The real origin is almost certainly from boxing 🥊

In 19th-century boxing matches, a bell signalled the end of a round. If a boxer was badly beaten and close to losing, the bell could interrupt the fight and give them a chance to recover. In that sense, they were literally “saved by the bell.”

The expression began appearing in print in the late 1800s in boxing-related contexts. Later, it spread into everyday English to describe any lucky interruption or last-second rescue.

The phrase also became hugely famous because of the TV show Saved by the Bell, which aired from 1989 to 1993 and followed a group of California high school students. Despite the title, the show itself didn’t create the expression — it borrowed an already well-known idiom.
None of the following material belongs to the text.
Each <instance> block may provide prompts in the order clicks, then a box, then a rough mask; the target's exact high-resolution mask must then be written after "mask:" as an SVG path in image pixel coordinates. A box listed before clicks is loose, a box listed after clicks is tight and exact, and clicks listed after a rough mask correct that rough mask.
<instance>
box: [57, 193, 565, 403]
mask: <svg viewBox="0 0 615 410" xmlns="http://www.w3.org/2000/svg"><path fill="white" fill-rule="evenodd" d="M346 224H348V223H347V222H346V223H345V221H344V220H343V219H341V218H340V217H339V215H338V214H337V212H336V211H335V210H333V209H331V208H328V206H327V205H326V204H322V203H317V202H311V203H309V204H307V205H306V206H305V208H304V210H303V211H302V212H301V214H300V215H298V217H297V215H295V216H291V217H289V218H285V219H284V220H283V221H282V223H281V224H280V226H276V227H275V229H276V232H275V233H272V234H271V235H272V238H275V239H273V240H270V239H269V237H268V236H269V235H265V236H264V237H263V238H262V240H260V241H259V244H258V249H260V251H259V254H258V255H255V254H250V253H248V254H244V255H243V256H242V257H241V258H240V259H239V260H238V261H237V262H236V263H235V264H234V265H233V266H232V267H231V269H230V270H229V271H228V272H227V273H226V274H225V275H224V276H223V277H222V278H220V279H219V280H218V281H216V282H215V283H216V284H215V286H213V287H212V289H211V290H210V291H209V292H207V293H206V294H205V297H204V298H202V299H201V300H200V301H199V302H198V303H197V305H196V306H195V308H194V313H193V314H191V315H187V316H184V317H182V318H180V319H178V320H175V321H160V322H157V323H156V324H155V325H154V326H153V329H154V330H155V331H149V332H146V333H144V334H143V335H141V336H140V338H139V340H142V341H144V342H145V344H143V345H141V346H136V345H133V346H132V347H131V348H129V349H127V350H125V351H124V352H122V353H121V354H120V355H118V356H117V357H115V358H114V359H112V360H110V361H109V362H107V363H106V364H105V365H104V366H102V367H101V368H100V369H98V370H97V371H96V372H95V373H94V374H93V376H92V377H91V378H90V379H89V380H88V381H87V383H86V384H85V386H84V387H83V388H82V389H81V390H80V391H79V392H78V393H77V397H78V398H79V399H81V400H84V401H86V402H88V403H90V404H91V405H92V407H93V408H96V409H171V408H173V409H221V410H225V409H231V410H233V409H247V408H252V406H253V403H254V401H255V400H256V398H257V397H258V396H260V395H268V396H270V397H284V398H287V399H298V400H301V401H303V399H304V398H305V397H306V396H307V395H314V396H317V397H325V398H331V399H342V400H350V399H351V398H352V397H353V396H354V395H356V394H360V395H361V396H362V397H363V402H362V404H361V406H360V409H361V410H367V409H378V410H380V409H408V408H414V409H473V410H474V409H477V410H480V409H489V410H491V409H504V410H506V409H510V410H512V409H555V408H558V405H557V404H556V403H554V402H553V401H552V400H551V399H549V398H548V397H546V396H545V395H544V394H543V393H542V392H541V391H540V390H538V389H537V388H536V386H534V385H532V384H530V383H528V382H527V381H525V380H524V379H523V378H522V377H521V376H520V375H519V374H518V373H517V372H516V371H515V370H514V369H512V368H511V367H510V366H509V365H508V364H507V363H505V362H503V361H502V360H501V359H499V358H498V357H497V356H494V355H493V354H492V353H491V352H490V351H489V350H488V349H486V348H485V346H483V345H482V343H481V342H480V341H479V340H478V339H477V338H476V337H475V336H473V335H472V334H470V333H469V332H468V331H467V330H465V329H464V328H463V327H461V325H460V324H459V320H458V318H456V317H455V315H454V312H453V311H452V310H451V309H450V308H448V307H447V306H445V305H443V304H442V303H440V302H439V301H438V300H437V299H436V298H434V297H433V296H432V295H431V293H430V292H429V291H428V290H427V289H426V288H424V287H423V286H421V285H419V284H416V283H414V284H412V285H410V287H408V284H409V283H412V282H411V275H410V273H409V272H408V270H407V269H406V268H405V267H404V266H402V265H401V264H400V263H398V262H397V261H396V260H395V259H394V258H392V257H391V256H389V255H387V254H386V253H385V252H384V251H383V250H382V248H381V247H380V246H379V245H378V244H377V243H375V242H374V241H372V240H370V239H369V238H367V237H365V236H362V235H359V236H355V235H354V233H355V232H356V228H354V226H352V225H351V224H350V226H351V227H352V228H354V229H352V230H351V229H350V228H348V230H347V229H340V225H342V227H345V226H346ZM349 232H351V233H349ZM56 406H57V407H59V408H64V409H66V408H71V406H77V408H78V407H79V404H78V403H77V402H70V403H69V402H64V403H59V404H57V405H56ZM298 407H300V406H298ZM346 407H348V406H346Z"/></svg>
Here are a few fun examples of how people use it today:

  • “The teacher was about to ask me a question, but the fire alarm went off. Saved by the bell!”
  • “I forgot my presentation, but the meeting got cancelled. Saved by the bell.”
Interestingly, many English idioms have false “dark history” explanations attached to them. “Saved by the bell,” “rule of thumb,” and “dead ringer” are all phrases surrounded by popular myths that sound dramatic but usually don’t hold up historically.